On the morning after Chicago police released an “excruciating” video of a police officer killing a 13-year-old boy, mural artist Pablo Serrano got to work.. and got reflective.
“He never had a chance, never had a chance,” Serrano said as he parked his paint cans at the very spot where Adam Toledo died, next to a couple of burning candles.
Police officer body camera released on Thursday showed the officer, Eric Stillman, chasing and shooting Toledo in an alley, late last month.
The video appears to show Toledo holding a gun at his side, his back turned to the officer, just before he apparently dropped it, and spun around to face the officer with his hands up. A split-second later, he was shot.

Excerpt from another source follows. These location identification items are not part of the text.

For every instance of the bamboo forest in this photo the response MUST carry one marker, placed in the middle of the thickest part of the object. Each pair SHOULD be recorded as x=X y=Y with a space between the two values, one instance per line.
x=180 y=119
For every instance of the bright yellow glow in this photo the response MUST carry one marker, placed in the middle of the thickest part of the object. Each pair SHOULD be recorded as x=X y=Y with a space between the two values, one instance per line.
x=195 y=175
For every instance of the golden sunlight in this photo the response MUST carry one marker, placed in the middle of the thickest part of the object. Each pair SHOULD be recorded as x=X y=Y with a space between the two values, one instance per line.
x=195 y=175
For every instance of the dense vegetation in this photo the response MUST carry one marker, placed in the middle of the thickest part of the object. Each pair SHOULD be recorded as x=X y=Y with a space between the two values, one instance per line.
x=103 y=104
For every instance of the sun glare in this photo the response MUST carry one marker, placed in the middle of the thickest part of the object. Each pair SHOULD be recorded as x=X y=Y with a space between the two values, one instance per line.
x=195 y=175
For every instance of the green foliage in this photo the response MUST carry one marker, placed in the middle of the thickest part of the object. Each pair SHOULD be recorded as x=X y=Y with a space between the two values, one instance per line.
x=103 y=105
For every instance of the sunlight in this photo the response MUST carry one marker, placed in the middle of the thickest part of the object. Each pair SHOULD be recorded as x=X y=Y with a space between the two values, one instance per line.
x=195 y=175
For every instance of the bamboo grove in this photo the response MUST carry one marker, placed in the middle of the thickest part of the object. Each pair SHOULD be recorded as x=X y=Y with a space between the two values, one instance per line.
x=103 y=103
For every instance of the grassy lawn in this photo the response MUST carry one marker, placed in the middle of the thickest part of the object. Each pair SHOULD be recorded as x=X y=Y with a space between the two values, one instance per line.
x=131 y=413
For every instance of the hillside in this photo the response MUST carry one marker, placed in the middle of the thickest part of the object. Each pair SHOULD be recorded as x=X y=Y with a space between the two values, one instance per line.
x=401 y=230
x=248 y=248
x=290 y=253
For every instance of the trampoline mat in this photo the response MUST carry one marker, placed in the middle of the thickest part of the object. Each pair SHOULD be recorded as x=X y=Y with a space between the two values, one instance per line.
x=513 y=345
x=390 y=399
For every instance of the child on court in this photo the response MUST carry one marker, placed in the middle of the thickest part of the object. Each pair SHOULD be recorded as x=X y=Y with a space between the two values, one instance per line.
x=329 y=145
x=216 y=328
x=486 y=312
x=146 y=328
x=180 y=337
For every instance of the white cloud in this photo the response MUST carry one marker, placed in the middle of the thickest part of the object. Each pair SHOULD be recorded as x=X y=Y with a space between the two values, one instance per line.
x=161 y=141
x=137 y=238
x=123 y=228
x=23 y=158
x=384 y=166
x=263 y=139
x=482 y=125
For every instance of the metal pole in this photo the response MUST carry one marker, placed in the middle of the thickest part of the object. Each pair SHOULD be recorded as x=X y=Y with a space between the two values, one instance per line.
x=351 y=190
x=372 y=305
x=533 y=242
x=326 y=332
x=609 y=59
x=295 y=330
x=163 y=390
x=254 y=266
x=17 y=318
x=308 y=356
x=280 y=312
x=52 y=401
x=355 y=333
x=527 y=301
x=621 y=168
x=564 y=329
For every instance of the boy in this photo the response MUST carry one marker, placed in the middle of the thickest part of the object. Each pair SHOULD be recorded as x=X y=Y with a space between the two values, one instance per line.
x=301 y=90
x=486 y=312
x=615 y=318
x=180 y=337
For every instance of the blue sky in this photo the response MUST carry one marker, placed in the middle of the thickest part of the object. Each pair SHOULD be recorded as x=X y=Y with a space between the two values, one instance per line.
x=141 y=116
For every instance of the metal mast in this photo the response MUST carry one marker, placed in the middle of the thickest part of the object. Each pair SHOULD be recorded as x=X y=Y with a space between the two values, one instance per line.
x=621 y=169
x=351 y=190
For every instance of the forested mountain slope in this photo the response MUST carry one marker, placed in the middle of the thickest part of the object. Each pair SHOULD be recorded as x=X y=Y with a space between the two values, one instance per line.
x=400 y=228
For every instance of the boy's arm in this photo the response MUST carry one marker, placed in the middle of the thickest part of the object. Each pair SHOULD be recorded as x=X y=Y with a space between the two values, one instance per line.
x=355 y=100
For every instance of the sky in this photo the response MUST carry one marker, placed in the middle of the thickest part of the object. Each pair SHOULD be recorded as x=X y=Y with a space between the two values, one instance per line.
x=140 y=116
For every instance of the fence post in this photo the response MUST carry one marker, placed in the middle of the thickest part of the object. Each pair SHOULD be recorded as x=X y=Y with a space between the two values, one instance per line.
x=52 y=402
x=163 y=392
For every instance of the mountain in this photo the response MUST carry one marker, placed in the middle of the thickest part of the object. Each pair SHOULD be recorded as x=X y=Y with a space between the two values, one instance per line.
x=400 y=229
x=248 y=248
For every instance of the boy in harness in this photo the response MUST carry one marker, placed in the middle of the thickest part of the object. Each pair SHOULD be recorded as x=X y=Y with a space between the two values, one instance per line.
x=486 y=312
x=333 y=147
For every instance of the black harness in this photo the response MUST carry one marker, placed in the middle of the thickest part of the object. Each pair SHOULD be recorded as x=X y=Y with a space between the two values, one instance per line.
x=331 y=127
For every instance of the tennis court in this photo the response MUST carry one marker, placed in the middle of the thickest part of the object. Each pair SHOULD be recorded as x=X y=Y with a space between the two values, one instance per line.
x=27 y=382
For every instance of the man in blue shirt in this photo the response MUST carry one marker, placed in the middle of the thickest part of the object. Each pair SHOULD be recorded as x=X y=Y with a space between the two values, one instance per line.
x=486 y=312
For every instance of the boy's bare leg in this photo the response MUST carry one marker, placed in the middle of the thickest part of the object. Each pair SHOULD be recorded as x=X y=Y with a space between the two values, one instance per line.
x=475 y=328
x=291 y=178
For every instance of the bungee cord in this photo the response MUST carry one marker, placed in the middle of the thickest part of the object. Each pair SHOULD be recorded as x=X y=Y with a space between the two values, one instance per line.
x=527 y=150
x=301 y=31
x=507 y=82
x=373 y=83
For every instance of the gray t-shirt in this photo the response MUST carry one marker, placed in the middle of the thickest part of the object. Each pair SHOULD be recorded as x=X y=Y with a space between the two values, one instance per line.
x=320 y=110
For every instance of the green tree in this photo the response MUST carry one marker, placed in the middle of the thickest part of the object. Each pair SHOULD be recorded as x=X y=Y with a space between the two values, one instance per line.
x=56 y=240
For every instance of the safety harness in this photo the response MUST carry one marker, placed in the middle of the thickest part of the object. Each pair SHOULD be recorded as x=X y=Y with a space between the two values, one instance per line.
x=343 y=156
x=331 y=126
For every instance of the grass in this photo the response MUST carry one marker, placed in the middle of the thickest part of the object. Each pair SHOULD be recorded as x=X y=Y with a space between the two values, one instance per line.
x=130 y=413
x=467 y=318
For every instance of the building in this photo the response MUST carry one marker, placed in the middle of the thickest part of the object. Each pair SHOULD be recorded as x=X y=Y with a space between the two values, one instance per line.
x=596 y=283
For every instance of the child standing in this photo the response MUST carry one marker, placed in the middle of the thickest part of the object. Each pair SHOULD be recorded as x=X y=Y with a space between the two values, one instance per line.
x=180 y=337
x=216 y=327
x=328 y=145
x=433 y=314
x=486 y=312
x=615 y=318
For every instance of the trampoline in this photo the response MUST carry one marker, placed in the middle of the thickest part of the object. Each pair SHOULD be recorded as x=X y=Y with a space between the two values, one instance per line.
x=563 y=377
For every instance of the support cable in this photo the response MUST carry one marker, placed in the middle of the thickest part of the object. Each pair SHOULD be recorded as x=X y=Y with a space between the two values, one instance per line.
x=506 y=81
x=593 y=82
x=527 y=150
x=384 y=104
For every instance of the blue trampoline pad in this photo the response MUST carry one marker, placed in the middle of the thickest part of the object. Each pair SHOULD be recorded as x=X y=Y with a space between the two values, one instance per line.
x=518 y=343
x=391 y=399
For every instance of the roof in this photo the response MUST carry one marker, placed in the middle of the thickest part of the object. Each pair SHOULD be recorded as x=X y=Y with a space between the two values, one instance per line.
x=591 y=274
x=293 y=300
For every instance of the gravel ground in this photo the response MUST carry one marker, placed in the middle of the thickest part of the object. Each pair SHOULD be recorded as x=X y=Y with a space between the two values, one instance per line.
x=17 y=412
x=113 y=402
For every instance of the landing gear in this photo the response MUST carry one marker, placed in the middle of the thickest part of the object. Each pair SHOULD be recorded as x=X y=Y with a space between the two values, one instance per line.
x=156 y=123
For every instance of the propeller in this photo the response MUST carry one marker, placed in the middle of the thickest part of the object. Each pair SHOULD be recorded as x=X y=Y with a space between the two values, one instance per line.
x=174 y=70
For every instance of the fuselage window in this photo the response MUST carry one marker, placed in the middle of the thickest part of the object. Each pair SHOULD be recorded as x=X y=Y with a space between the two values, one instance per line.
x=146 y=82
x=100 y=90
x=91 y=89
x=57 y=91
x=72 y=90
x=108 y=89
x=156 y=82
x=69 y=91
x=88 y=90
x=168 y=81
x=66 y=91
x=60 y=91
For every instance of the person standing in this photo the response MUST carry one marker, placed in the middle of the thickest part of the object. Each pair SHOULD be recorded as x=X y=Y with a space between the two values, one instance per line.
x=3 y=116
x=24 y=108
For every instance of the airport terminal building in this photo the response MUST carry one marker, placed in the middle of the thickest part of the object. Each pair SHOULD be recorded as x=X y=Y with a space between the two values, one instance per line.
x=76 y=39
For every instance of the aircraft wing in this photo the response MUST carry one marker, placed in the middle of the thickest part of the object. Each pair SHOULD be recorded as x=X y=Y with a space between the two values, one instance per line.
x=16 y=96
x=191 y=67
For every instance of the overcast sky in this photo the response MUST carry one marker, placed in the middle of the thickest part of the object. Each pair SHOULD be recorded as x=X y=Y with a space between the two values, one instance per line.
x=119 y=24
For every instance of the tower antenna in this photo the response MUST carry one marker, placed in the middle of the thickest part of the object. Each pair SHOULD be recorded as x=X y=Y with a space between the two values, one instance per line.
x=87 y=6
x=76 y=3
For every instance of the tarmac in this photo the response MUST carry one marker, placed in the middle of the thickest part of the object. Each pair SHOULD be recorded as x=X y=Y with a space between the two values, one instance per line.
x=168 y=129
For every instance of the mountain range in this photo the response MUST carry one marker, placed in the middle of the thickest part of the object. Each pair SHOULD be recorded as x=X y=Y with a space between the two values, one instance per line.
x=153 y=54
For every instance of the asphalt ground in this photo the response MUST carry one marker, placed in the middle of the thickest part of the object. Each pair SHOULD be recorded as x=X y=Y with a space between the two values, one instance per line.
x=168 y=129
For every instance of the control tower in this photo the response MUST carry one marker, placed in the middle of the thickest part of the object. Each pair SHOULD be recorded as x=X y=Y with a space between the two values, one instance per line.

An investigation over whether the officer used unreasonable force is on-going.
But the sight of a 13-year-old boy, his lifeless, bloody face staring up from the ground has shocked Chicagoans, including Serrano.
“He finally did try to turn himself in, the last image is his hands up. It’s just insane,” said Serrano as he started painting on the wooden fence where Toledo crumpled to the ground.
Protests over Toledo’s death have been peaceful yet angry; this spot remains solemn.
At a grouping of flowers and balloons nearby, a woman kneeled and prayed, while drivers passed and paused briefly to make the sign of the cross.
Chicago mayor Lori Lightfoot called the video “excruciating” and said the whole city “failed” Toledo.
For Serrano, Toledo’s story was all too familiar: young boys in poor neighborhoods, from broken homes, find welcoming arms in gangs.
“What other options do young kids have? The tragedy is that there are people that benefit from maintaining this cycle,” Serrano said, from the gun industry to the ‘police state’.
Serrano only needed a few minutes to finish his large mural: a silhouette angel, with outstretched wings, and hands up.
At the bottom, the words “Long Live Adam”.